Два слова о сундуках деда: вдовцы, у которых не было дочерей, все оказались беспризорными, с точно таким барахлом, как у деда. В тяжкие дни выявилась организующая роль женщины, которая притворялась дамой и птичкой, а на самом деле была домостроительницей и главным стержнем семьи. Богатые женщины, как и крестьянские бабы, строили дом. Чем богаче, тем энергичнее. Правда, именно обеспеченные в прошлом оказались более слабыми в борьбе с голодом и разрухой, но все же и они держались крепче мужчин.

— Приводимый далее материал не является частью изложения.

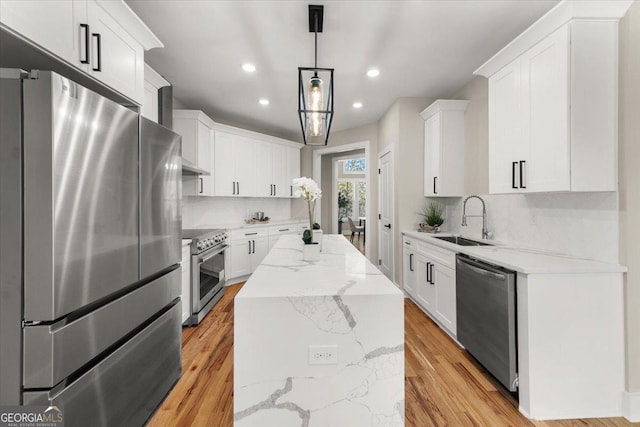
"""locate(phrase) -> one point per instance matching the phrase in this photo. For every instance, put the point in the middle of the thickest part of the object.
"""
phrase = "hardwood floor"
(444, 386)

Сейчас это ясно всем: "Кто ему портки постирает, если он останется один?" Это общая формула для всех слоев населения.

Я не слишком аккуратно обшарила сундуки, и после смерти старика там еще нашлась кучка бумаг, попавшая в руки младшего брата Мандельштама, того самого, которому в письмах Мандельштам запретил называть себя братом (посылая эти письма, Мандельштам сам снял с них копии, зная, что Евгений Эмильевич их уничтожит). Сейчас, когда стало безопасно поминать Мандельштама, а Евгений Эмильевич заметил, что некоторые ученые, узнав, что он брат поэта, охотно дают ему консультации для его научно-популярных фильмов, он завел специальный "альбом" для "семейных бумаг". Я надеюсь, что "семейные бумаги" попадут в конце концов в архив. Их немного, только то, что старик отец трогательно подобрал за своим блудным сыном.

Статья на смерть Скрябина, даже в том виде, как она сохранилась, настоящий спутник "Тристий", начиная с Федры и кончая стихами о закромах, где сохранилось "зерно глубокой, полной веры". Самое существенное в статье - в ней сказано, как понимал Мандельштам основной грех эпохи, за который все мы несем расплату: вся новейшая история "со страшной силой повернула от христианства к буддизму и теософии". Петербург, где прошли детство и молодость Мандельштама, всеми течениями десятых годов демонстрировал различные виды отпадения от христианства, а сам город своею судьбой показал, что именно ему первому суждено расплатиться за ход истории. В этой же статье четко названо, как Мандельштам понимал христианское искусство. Оно не жертва и не искупление, потому что искупление

[114]

уже совершилось, а радостное Богообщение, игра Отца с детьми. Быть может, именно таким сознанием объясняется легкая радость, которая никогда не покидала Мандельштама. Впрочем, это неточно: в нечеловеческих условиях человек теряет сам себя, а в таких случаях радость иссякает. Поэту ее не сохранить - он раним и слишком открыт для внешних впечатлений. Я слышала, что те испытания выдерживали только глубоко религиозные люди среди священников и сектантов. Они радовались мученической смерти, потому что были готовы к ней.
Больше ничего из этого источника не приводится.